Gautreau, who spent a year in the seminary after high school, said the new liturgical directives make sense. “They don't come out with random stuff,” he said, referring to the Vatican. “They spend a lot of time discerning about that.”

Discussions in Rome

Life Teen was a topic of discussion when Bishop Thomas Olmsted of Phoenix was in Rome for his “ad limina” visit — to report on the state of the diocese — earlier this year.

“Since arriving in Phoenix as its new bishop, I have been able to see first hand how Life Teen is touching so many teen-agers through the liturgy, and the positive impact of its mission is now felt worldwide,” Bishop Olmsted said in a statement released to the Register. He cited the apostolate for its work for vocations, commitment to Pope John Paul II as its role model and Mary as its patron.

In Rome, he discussed Life Teen with Cardinal Francis Arinze, prefect of the Congregation of Divine Worship, whom he described as “supportive” of the apostolate. Cardinal Arinze also has been a major proponent of liturgical reform.

The bishop also met with Msgr. James Moroney, executive director of the U.S. bishops' liturgy committee, who said he was pleased that Life Teen was “humbly seeking” the will of the Church in conducting its Masses in accordance with the new General Instruction.

Msgr. Moroney said that, by submitting to the Church, Life Teen sets an example of what the Holy Father has been seeking in the celebration of Mass: “To look carefully at the liturgical practices that may have crept into our lives and to humbly embrace an authentic celebration of the liturgy as the Church gives it to us.”

Life Teen officials recently sent out a training video to parishes to make sure people are catechized as to what the changes are, said Msgr. Fushek in his letter.

Phil Baniewicz, Life Teen's president, predicted that “some people will be disappointed” with the restrictions. “Some teen-agers have a profound experience of the Eucharist maybe being closer around the altar,” he said. But he added that the Church “in her wisdom has a much better perspective than myself or anyone in Life Teen. We always submit to the authority of the Church.”

Baniewicz recently told the St. Louis Review, newspaper of the Archdiocese of St. Louis, that the changes would reflect a uniformity with the way Mass is celebrated universally.

Bob McCarty, executive director of the National Federation for Catholic Youth Ministry, said adolescents live in their own world with their own symbols and music. But they also belong to the body of Christ, he said. It's important that they learn not only about their own personal spirituality, but also what it means to belong to community, he said.

“When there are changes in the Church, we have to help young people understand that part of being in a large community like this, you have to know the community's traditions and teachings,” he said.

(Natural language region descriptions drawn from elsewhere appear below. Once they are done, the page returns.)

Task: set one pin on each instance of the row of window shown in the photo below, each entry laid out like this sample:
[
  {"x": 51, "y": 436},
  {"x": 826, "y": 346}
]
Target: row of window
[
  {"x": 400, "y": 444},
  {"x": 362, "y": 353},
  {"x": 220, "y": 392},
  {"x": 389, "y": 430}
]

Barbara Beale, director of youth ministry at St. Anthony of Padua in Woodlands, Texas, didn't think the changes would affect her teens. For one thing, there is always a pause for silence before the Mass begins, she said, and her teens don't actually gather around the altar during the eucharistic prayer. About 300 usually stand, in a semicircle and usually three to four rows deep, on one of the three steps that lead up to the altar, she said.

“I think…they will want to do what's best for the liturgy,” she said. “If that's what Rome and the bishops are asking to bring everything into agreement and accordance, the kids will follow suit.”

“It doesn't matter if you're sitting in the front pew or the back pew — it's all the Eucharist,” Gautreau said. “As long as you're in the right state of mind, it's still the same presence.”

Carlos Briceno writes from Seminole, Florida.